Thereafter, she invoked the provisions of Section 125 CrPC for maintenance. The petition was allowed and the Respondent was directed to pay –

  • Litigation costs of Rs. 11,000;
  • Rs. 2,000/- per month from the date of filing of the petition i.e 26th May 2010 to 25th May 2015;
  • Rs. 2,500/- per month w.e.f 26th May 2015 to 27th November 2017; and
  • Rs, 3,000/- per month w.e.f from 27th November 2017 till such time revisionist gets remarried.

Aggrieved by the inadequate maintenance, the Revisionist approached the High Court for enhancement of the maintenance amount.

The Bench noted that the object of Section 125 CrPC is to prevent vagrancy and destitution of the wife, minor children, and the parents.

While placing reliance on various precedents, the Court held –

"The intent behind granting interim/permanent alimony is to ensure that the dependent spouse is not reduced to destitution or vagrancy on account of the failure of the marriage, and not as punishment to the other spouse. The financial capacity of the husband, his actual income with reasonable expenses for his own maintenance, and dependant family members whom he is obliged to maintain under the law, liabilities if any, would be required to be taken into consideration, to arrive at the appropriate quantum of maintenance to be paid. It is settled law that balance and equity must carefully be drawn between all relevant factors."

The Court also held that the test of determination of maintenance in matrimonial disputes depends on the financial status of the Respondent and the standard of living that the Revisionist was accustomed to in her matrimonial home.

The Court referred to Section 127 – Alteration in Maintenance and observed –

"The plain import of sub-section (1) of Section 127 Cr.P.C is that a provision is made therein for an increase or decrease of the allowance consequent on a change in the circumstances of the parties at the time of the application for alteration of the original order of maintenance. It must be shown that there has been a change in the circumstances of husband or of the wife."

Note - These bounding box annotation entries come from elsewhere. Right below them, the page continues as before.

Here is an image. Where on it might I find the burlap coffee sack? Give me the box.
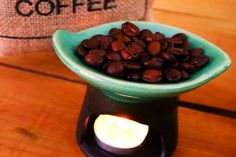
[0,0,153,55]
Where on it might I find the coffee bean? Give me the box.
[123,62,142,71]
[166,48,183,57]
[189,48,203,57]
[164,68,182,82]
[111,40,125,52]
[107,62,124,77]
[127,42,144,56]
[172,61,179,68]
[147,41,161,56]
[102,61,113,71]
[76,45,88,58]
[120,49,137,61]
[107,52,121,61]
[125,72,140,81]
[138,52,150,63]
[140,29,153,42]
[132,37,147,48]
[180,70,190,80]
[142,69,162,83]
[160,52,177,63]
[75,22,210,83]
[89,49,106,57]
[172,33,187,41]
[84,53,104,68]
[122,22,140,37]
[180,62,196,73]
[143,57,164,70]
[100,36,112,50]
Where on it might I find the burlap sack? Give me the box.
[0,0,153,55]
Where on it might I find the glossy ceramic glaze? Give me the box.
[53,21,231,103]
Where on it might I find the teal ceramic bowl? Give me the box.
[53,21,231,103]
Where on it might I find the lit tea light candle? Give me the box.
[94,115,149,154]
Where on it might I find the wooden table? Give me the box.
[0,0,236,157]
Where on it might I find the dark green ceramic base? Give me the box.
[77,86,178,157]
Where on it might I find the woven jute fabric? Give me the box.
[0,0,153,55]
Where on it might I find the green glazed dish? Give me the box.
[53,21,231,103]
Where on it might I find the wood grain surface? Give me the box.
[0,0,236,157]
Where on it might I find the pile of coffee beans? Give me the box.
[76,22,209,83]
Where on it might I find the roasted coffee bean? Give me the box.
[147,41,161,56]
[189,48,203,57]
[107,52,121,61]
[166,48,183,57]
[125,72,140,81]
[76,45,88,58]
[75,22,209,83]
[89,49,106,57]
[160,52,177,63]
[122,22,140,37]
[100,36,112,50]
[142,69,162,83]
[140,29,153,42]
[143,57,164,70]
[102,61,113,71]
[164,68,182,82]
[132,37,147,48]
[84,53,104,68]
[189,55,209,69]
[120,49,133,61]
[180,70,190,80]
[123,62,142,71]
[172,33,187,41]
[127,42,144,56]
[180,62,196,73]
[138,52,150,63]
[172,61,179,68]
[107,62,124,77]
[111,40,125,52]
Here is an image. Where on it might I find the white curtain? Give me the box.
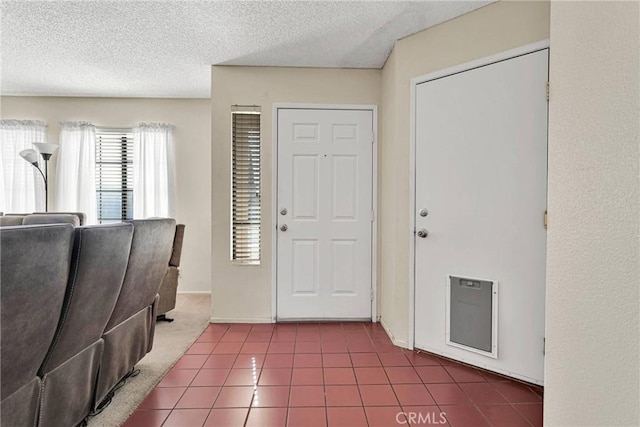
[55,122,97,224]
[0,120,47,213]
[133,123,175,218]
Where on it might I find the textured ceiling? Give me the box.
[0,0,488,98]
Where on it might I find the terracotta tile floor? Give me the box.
[125,322,542,427]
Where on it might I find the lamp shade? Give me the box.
[33,142,59,155]
[18,148,38,164]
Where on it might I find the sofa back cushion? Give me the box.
[22,214,80,227]
[0,215,25,227]
[41,223,133,374]
[34,212,87,226]
[105,218,176,332]
[0,224,73,399]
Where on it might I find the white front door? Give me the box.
[414,49,548,384]
[276,108,373,319]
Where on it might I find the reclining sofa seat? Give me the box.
[95,218,176,407]
[0,224,74,427]
[38,223,133,427]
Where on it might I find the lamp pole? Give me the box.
[19,142,58,212]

The Court also held that circumstances alleged by the Revisionist/wife already existed at the time of passing the original maintenance judgment, thereof, proof of such circumstances cannot form the basis of altering the amount of maintenance under Section127(1) CrPC.

The Bench opined that in this case, there is nothing on record to prove that there has been a change in circumstances that would warrant an enhancement in maintenance.

In this context, the Court held –

"In the present case, the revisionist submitted that the respondent is man of sufficient means and earning Rs. 82,000/- per month, but she has not placed on record any documents to assess his exact income and to establish that the he is earning such handsome amount of money. Even this Court does not find any material(s) on record to ascertain the exact income of the respondent nor is there any change in circumstances."

Accordingly, the Court dismissed the petition.